In the case of a Code Silver, Delorme said, the goal isn’t to de-escalate but to employ mitigating strategies to keep staff and patients safe. “Run, hide or fight,” he said. “That’s the best practice around these things.

“The first strategy is get out, right, but if you are confronted and cornered and can’t egress and the person is moving towards you, the evidence is that ‘the fight’ is utilizing anything that you have and fighting for your life.

“We do know from the evidence that a passive approach will not work and the police say not to be passive.”

Active attacker policies and procedures have become common in health-care facilities in some provinces and in the United States, according to Island Health.

In the face of an active attacker, staff are instructed to use personal alarms or tell the nearest desk to page a Code Silver over the hospital intercom system; 911 is also called.

The message includes the attacker’s last known whereabouts and instructions to exit the facility if safe to do so.

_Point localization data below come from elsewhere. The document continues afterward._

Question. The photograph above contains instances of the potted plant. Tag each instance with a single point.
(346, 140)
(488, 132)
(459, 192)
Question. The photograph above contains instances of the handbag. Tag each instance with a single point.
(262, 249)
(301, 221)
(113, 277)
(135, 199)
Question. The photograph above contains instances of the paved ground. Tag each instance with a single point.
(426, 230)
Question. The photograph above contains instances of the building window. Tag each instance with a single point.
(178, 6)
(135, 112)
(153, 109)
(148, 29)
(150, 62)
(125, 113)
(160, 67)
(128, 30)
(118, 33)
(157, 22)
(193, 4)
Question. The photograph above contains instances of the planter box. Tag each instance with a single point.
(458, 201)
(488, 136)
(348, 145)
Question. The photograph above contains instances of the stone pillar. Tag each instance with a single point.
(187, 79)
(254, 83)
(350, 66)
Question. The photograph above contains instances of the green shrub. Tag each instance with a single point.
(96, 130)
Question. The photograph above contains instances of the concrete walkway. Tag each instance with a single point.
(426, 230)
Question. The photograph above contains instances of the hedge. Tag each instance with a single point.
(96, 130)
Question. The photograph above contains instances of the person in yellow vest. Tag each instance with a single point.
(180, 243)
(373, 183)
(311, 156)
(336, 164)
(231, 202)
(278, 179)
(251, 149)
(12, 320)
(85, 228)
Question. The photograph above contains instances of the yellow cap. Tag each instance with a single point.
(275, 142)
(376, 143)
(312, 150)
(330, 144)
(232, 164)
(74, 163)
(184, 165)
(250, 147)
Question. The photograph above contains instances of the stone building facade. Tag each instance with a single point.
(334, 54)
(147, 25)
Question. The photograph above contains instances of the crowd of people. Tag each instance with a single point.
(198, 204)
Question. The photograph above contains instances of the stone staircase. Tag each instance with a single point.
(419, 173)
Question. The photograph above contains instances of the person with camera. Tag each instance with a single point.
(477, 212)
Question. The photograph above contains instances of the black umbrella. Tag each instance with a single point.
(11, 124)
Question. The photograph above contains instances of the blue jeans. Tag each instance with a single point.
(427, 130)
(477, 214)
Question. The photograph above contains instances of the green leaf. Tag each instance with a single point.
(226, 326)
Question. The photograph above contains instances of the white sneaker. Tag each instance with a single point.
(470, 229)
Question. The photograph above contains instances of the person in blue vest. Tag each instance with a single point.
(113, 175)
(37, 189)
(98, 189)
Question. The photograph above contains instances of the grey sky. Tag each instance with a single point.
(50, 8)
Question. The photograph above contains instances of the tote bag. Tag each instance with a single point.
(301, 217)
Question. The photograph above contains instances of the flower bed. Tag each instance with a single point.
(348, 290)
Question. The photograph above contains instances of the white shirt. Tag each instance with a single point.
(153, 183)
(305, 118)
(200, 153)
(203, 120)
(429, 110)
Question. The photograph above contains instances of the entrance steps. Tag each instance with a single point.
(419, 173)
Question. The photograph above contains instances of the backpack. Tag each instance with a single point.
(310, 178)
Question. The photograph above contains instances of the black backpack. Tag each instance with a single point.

There’s no prescriptive approach because it will be “situational” and require a series of quick decisions based on risk and immediate surroundings, said Delorme.

“We have to talk about judgment and not ‘protocolize’ everything,” said Delorme, who said strict protocols in such situations can lead to more harm. “We rely upon the judgment of our of our health-care teams every day to make very consequential decisions.”

Health Emergency Management B.C. brought in ethicists to help devise the training model because leaving a patient or fighting an attacker can be counter-intuitive for health-care workers.

Delorme likens it to first-aid training where first responders are taught to first identify whether a rescue is safe.

“The thing that we teach first is that we need to protect our staff,” said Delorme. “The second is that we need to protect the patient and we realize how difficult this will be.”

Delorme said the in-person sessions will broach the “moral distress” that some care providers may feel.

Health Emergency Management B.C. has also consulted with police, who eventually will be asked to do walk-throughs in hospitals to evaluate the plan.

“We see what’s happening to the south and we’re doing this in an abundance of caution to really protect our staff and our patients,” said Delorme.